Why this choice matters
For many organisers, the first question isn’t just “Do I need Public Liability insurance?” — it’s whether to buy a one-off (PAYG) policy for each event, or an annual policy that sits in the background all year. Both approaches can work, but they suit very different event profiles, budgets and admin loads.
What is one-off (PAYG) event insurance?
A one-off, or PAYG, policy is designed for a specific event or short series of dates. With Zipcova, this typically includes:
- Cover for the policy period you select – including site visits, planning meetings, setup and pack-down, not just event days.
- Instant pricing and documentation – no long proposal forms or risk plans for most events.
- Flexibility – you only pay for the dates you actually need, venue by venue.
What is an annual event policy?
An annual policy sits in place for 12 months and is usually designed for organisers who:
- Run frequent events across the year under the same legal entity.
- Operate from fixed venues or repeat locations with similar risk profiles.
- Prefer a single annual renewal date and are comfortable with a larger upfront premium.
Annual cover can be useful for very busy organisers, but it’s not automatically the most economical or efficient option — especially when events vary in size, type and timing.
When one-off (PAYG) cover usually makes more sense
PAYG is often the better fit when:
- You run a smaller number of events each year, or they are spread out.
- Your events change in size or format (e.g. markets, festivals, conferences, pop-ups).
- You’re working with different venues or councils with varying requirements.
- You’d rather avoid a large annual premium and pay only for what you use.
- You want instant Certificates of Currency as bookings are confirmed.
When an annual policy can still be useful
An annual structure may still be worth considering if:
- You run high volumes of events under one entity throughout the year.
- Your activities are fairly consistent (similar type, scale and risk profile).
- You have long-term venue arrangements or resident programming.
For many organisers, however, modern PAYG options now cover the same essentials with far less admin, and often at a lower overall cost across the year.
How data made PAYG cover possible
Historically, insurers priced each event from scratch using long forms, risk plans and site maps.

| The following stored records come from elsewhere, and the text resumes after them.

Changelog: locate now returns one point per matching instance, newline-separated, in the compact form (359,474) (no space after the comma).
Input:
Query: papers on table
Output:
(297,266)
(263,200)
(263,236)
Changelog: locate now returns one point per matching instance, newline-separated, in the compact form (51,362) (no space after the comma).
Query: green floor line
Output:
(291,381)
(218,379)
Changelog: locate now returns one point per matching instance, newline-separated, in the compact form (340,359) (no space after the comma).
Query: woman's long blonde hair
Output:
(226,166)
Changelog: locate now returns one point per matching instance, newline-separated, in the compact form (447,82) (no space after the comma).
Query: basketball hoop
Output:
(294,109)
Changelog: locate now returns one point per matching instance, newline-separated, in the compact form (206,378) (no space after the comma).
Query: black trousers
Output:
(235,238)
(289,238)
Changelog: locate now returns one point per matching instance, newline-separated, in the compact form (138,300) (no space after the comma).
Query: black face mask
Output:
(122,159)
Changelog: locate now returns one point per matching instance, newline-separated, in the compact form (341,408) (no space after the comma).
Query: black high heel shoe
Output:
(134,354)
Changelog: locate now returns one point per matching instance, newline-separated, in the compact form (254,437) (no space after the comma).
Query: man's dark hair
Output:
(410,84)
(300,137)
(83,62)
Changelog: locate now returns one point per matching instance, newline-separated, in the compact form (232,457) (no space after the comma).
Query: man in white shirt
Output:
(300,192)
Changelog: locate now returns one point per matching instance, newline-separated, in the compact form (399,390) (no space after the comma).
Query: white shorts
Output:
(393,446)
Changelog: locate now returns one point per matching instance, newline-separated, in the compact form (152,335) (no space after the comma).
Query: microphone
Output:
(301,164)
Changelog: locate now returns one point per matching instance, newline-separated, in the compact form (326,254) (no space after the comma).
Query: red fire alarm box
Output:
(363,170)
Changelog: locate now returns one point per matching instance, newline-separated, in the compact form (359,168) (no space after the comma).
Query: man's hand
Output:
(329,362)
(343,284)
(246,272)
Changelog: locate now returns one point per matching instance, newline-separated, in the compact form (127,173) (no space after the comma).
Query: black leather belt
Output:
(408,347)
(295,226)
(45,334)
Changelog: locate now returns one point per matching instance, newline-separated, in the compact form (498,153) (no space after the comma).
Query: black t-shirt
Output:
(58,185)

That made one-off policies slow and labour-intensive — and pushed many organisers toward annual policies instead.
Today, our partner insurer uses claims data from over 90,000+ events across 40+ countries to understand how different event types behave in the real world. With that portfolio data in place, most common event categories can be safely assessed using just the basics: event type, location, dates and attendance.

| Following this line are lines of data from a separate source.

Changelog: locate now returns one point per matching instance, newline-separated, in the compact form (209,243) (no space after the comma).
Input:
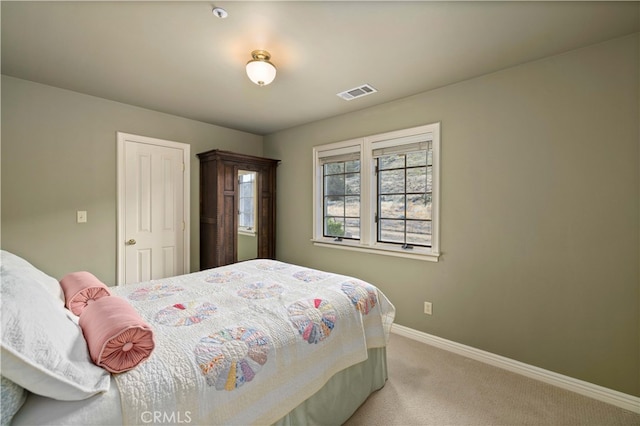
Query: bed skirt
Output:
(332,405)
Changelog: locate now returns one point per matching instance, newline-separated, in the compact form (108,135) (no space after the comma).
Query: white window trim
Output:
(367,242)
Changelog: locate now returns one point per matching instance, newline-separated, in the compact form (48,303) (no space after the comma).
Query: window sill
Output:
(415,253)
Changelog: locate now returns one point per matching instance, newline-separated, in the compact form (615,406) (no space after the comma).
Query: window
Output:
(341,195)
(246,203)
(380,193)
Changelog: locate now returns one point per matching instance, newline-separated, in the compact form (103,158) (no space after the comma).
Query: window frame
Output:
(244,230)
(368,192)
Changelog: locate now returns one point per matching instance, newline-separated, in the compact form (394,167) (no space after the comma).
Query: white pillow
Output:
(28,271)
(43,349)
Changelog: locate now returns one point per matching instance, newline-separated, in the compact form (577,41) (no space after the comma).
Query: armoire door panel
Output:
(219,205)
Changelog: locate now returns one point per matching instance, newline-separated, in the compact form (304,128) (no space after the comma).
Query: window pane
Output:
(352,207)
(391,231)
(333,168)
(417,179)
(418,232)
(392,206)
(334,206)
(342,199)
(334,226)
(390,162)
(417,159)
(334,185)
(352,183)
(417,207)
(352,228)
(391,181)
(352,166)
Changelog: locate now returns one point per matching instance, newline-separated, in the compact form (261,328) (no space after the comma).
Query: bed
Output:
(257,342)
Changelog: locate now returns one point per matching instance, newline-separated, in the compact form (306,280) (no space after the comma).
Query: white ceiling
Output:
(178,58)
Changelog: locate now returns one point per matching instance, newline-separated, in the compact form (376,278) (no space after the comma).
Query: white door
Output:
(153,208)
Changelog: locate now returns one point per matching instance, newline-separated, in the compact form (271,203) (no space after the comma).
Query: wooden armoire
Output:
(219,206)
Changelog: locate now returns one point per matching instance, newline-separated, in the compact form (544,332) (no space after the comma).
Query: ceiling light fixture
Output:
(259,69)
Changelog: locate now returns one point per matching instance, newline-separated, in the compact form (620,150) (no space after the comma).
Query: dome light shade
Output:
(259,69)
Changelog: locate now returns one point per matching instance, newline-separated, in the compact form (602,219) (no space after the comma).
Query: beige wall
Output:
(540,213)
(59,156)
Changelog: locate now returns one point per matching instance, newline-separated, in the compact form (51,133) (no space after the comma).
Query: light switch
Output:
(81,216)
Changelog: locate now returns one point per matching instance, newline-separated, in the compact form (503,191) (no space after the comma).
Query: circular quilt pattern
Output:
(261,290)
(185,314)
(363,296)
(224,277)
(232,357)
(156,291)
(314,319)
(271,265)
(310,275)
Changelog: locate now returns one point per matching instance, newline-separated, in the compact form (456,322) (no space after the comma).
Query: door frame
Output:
(122,138)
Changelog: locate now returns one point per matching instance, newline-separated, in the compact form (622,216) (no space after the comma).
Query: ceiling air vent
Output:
(357,92)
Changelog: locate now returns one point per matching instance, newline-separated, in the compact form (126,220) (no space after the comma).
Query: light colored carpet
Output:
(430,386)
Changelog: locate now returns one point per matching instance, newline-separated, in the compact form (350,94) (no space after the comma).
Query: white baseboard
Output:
(610,396)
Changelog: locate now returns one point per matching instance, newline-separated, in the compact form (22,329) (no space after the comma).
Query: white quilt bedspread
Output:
(246,343)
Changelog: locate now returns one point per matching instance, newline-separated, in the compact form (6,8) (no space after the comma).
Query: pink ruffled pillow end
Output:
(81,289)
(118,338)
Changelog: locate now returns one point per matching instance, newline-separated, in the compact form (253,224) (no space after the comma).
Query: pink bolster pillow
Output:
(117,337)
(80,289)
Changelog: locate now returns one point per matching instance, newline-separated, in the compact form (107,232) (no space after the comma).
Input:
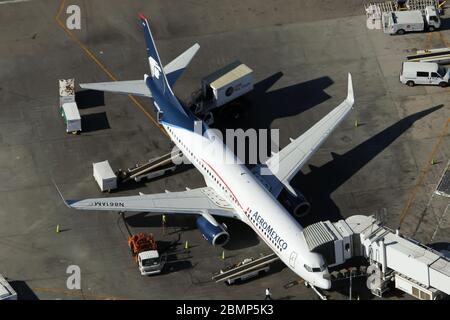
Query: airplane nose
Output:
(323,281)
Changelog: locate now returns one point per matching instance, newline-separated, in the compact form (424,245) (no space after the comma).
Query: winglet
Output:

That’s what allows Zipcova to offer PAYG cover with:
- Instant, pattern-based pricing instead of one-off manual quotes.
- Less paperwork for organisers and venues.
- Competitive premiums without large broker fees built into every event.
One policy doesn’t cover everyone on site
Whether you choose a one-off or annual structure, your Public Liability policy protects you as the organiser — it doesn’t automatically cover every service provider at your event.
Your suppliers still need their own cover because:
- Each party is responsible for its own legal defence until liability is decided.
- Different activities carry very different risks.
- Your policy is not designed to respond to a supplier’s negligence.
Always ask stallholders, suppliers and contractors for their own Certificate of Currency, covering the full period of your event including bump-in and bump-out.
A simple checklist to help you decide
As a quick rule of thumb:
- Mostly one-off or occasional events? PAYG is usually simpler and more cost-effective.
- High volume, year-round programming? It may be worth comparing annual options.
- New or growing programme? Many organisers start with PAYG, then review annual options once event volume is stable.
A quick note on alcohol, contracts and documentation
Some risk factors apply no matter which structure you choose:
- Alcohol service – must be handled by RSA-qualified persons.
- Venue contracts – be cautious with any broad indemnity / hold-harmless clauses.
- Incident documentation – photos, reports and safety checks significantly improve claim outcomes.
The bottom line
One-off and annual event insurance are simply different tools. The right choice depends on how often you run events, how varied they are, and how you prefer to manage cash flow and admin.
What matters most is having appropriate cover in place, ensuring suppliers carry their own insurance, and keeping clear documentation so your insurer can support you if something goes wrong.